If the –namespace (-n) flag is not specified, the chart will be installed in the default namespace. The Helm release name must be nextgen-gw to ensure compatibility with post-deployment workflows.

Step 3: Verify for Successful Gateway Registration

After a successful deployment, the Gateway runs as one or more pods within the Kubernetes cluster. To check the status of the Gateway pod, run the following command:

kubectl get pods -n <namespace>

Note

If the Gateway is deployed in the default namespace, specifying the namespace in the kubectl get pods command is optional.
If the Gateway is deployed in a custom namespace, you must include the -n < namespace > flag when running the command to check the pod status.

Sample Response:

root@node1:/home/gateway-admin# kubectl get pods
NAME                        READY   STATUS    RESTARTS   AGE
nextgen-gw-0                3/3     Running   0          2m52s
nextgen-gw-redis-master-0   1/1     Running   0          2m52s
opsramp-agent-49dx4         1/1     Running   0          3m1s

Note

After deployment, ensure that all Gateway pods reach the Running state and that all containers within each pod show a Ready status (e.g., 3/3, 1/1).

It may take 3 to 5 minutes for the pods to enter the Running state, depending on your network bandwidth, as Kubernetes will pull the required Docker images from the OpsRamp registry. These images can be several gigabytes in size, depending on your cluster setup.
Once the pod is running, it may take an additional 1 to 2 minutes for all containers within the pod to reach the Ready state. Monitoring pod and container status ensures the Gateway is fully operational before proceeding with further configuration.

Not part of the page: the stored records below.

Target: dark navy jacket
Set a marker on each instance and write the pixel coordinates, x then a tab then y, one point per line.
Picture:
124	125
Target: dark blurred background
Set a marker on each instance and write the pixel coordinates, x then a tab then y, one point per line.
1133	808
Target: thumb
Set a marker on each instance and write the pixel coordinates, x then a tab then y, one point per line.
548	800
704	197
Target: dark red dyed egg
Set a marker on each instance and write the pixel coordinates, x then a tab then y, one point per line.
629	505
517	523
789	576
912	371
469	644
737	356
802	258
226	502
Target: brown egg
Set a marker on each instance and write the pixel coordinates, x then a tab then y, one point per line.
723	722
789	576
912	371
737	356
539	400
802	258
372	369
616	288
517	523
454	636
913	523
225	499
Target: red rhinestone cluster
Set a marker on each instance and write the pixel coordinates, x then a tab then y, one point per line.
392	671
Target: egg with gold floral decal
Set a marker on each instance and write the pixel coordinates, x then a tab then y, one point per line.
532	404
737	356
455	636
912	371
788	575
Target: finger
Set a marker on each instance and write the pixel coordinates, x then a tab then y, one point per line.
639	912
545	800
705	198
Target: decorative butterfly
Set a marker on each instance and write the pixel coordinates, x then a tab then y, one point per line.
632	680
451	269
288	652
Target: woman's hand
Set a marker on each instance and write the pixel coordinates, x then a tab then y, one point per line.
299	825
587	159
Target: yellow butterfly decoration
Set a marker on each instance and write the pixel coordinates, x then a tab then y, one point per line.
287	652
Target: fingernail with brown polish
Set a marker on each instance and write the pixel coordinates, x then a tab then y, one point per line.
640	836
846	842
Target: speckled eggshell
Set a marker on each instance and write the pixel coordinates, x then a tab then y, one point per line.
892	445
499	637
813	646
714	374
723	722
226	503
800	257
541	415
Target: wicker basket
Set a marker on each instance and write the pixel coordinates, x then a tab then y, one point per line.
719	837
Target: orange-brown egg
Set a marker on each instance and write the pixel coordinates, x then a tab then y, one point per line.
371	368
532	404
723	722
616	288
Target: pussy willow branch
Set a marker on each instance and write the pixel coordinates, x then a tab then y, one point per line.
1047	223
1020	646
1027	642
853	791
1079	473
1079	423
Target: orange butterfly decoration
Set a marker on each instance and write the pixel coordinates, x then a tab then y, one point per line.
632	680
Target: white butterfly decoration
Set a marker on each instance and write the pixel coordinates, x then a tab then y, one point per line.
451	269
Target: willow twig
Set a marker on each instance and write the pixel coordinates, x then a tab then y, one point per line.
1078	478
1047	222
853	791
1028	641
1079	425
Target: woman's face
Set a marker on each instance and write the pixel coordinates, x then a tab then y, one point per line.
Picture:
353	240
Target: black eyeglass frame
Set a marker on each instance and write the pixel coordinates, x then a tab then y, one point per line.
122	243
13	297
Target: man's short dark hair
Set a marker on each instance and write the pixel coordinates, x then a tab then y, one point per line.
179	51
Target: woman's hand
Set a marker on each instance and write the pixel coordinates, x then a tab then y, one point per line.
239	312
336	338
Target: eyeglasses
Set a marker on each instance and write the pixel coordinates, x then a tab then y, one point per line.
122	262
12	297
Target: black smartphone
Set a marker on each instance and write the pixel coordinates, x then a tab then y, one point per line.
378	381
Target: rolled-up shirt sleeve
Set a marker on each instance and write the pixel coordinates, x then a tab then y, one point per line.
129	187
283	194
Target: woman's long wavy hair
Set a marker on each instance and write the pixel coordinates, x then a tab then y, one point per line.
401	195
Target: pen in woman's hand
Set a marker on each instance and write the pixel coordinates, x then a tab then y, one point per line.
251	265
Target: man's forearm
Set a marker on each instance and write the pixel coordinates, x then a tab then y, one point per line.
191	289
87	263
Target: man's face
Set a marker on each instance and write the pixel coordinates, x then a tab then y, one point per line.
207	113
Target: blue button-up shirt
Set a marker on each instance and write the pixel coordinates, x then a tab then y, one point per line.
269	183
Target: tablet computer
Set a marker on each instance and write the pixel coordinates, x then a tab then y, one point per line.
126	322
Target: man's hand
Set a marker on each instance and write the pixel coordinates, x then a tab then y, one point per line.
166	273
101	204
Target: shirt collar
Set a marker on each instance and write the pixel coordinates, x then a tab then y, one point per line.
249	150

Once the gateway-related pods are deployed in your Kubernetes cluster and all pods are in the Running and Ready state, the gateway establishes a secure connection to the OpsRamp Cloud.

To verify the gateway connectivity status:

Log in to the OpsRamp Portal.
Navigate to Setup > Account > Collector Profiles.
Confirm that your gateway is listed and shows as connected.